Wednesday, December 29, 2021

Bandelier National Monument, New Mexico


My primary (only?) visit to the Jemez Mountains (especially the Valles Caldera) was in 1978, as a UTEP Geology grad student.  The purpose was for me and three other grad students to be immersed in the concepts and terminologies associated with explosive caldera-type eruptions and their resultant Felsic (and sometimes Intermediate) Pyroclastic deposits before we started our planned Summer fieldwork in the Eagle Mountains in West Texas. 

There is a slim chance that we might have skirted the area a year earlier during the 1977 Summer Field Camp field trip, as the Jemez Mountains are adjacent to the Western margin of the Rio Grande Rift, at the intersection of the RGR and the Jemez Lineament.  After 43 - 44 years, some of the memories are rather dim.

The four following images are from scanned 35 mm slides, taken by me during the 1978 field trip.  The first two images are from west of the river, where the Bandelier Tuff overlies rift-related basalt flows.  Figure 3 is looking downriver (I think), while Figure 4 is looking upriver, though I am not 100% certain of the photo orientation.

Figure 1.

Figure 2.

Figure 3.

Figure 4.

In amongst my thousands of largely-unsorted, unscanned, and unlabeled 35 mm slides, there are probably other Jemez  Mountains photos. 

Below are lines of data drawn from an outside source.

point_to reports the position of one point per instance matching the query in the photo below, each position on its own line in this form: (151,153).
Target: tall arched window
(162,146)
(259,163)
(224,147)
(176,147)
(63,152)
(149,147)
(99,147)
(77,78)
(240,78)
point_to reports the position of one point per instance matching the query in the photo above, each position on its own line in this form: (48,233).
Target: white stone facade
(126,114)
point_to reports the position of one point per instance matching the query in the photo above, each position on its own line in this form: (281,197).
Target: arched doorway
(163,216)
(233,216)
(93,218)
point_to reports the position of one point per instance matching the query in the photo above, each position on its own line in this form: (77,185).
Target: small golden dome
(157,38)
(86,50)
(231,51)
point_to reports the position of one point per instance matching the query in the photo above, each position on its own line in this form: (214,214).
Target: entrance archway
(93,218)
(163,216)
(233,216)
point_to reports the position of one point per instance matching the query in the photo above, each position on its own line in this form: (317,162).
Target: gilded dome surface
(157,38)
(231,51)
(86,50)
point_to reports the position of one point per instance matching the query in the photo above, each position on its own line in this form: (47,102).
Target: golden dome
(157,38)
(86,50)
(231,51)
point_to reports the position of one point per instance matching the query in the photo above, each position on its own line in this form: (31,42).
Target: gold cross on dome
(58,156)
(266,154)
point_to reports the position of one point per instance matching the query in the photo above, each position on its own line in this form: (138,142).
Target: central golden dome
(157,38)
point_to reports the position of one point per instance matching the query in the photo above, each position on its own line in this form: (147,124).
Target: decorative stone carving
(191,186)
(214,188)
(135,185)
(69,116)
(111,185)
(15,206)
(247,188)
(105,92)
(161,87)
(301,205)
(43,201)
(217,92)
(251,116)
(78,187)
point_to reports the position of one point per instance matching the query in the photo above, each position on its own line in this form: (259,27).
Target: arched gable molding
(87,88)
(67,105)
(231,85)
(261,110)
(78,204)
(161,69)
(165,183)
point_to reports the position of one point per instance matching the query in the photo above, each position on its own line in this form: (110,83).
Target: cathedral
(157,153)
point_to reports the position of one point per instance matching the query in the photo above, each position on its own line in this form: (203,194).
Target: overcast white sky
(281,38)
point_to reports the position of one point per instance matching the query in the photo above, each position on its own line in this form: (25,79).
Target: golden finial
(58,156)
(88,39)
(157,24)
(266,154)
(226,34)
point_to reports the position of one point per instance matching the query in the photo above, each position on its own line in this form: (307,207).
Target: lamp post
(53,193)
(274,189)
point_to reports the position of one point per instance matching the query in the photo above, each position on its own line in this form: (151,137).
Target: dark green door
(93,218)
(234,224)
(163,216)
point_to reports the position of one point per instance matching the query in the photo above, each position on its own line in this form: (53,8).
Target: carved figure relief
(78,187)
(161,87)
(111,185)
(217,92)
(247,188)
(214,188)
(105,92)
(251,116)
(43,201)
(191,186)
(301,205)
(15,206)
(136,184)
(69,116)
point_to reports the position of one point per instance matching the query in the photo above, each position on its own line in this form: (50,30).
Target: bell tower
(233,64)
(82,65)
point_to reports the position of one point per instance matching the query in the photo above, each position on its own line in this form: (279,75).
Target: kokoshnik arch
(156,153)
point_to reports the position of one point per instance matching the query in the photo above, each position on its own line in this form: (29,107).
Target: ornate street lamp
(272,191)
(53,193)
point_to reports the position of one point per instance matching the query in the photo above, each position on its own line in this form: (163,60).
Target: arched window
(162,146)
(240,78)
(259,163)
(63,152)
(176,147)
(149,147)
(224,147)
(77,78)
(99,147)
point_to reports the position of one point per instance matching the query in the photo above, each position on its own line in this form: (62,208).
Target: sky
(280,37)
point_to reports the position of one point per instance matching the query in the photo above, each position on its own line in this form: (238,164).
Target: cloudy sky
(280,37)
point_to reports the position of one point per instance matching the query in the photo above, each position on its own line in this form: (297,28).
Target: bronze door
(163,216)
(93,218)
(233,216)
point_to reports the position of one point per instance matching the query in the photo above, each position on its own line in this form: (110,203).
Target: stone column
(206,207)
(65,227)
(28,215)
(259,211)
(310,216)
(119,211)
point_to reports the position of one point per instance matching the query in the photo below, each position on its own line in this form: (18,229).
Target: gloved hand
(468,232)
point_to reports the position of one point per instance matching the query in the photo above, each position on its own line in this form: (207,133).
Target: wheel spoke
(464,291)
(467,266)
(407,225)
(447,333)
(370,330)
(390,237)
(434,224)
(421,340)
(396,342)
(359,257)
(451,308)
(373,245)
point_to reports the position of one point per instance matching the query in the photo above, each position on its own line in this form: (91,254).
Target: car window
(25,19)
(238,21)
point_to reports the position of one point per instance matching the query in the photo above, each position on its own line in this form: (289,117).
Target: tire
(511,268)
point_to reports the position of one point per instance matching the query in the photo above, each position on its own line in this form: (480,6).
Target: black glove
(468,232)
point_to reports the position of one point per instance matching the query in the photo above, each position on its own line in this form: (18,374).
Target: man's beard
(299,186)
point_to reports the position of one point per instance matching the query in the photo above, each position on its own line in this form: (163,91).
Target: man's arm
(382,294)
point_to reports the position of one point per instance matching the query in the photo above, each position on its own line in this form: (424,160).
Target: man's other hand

Just a reminder, I understand about being tired after returning from a strenuous field trip, but after your energy returns, please label your samples and attach some sorts of descriptions to your digital photo files.  (And perhaps print a few of them and store them in an unlit place, perhaps even a file folder.)

It is hard to read 30 to 40 years into the future, you may remember where the photos/samples are from, but you may forget crucial details, i.e., learn from my mistakes.

Figure 5.

This (Figure 5) Valles Caldera tuff sample is one of the few that I collected and managed to hold onto throughout the decades.  (Though I may have donated it to a school after this digital photo was taken.  Records should be kept regarding donations as well, if you wish to "evenly" disperse samples through several schools.)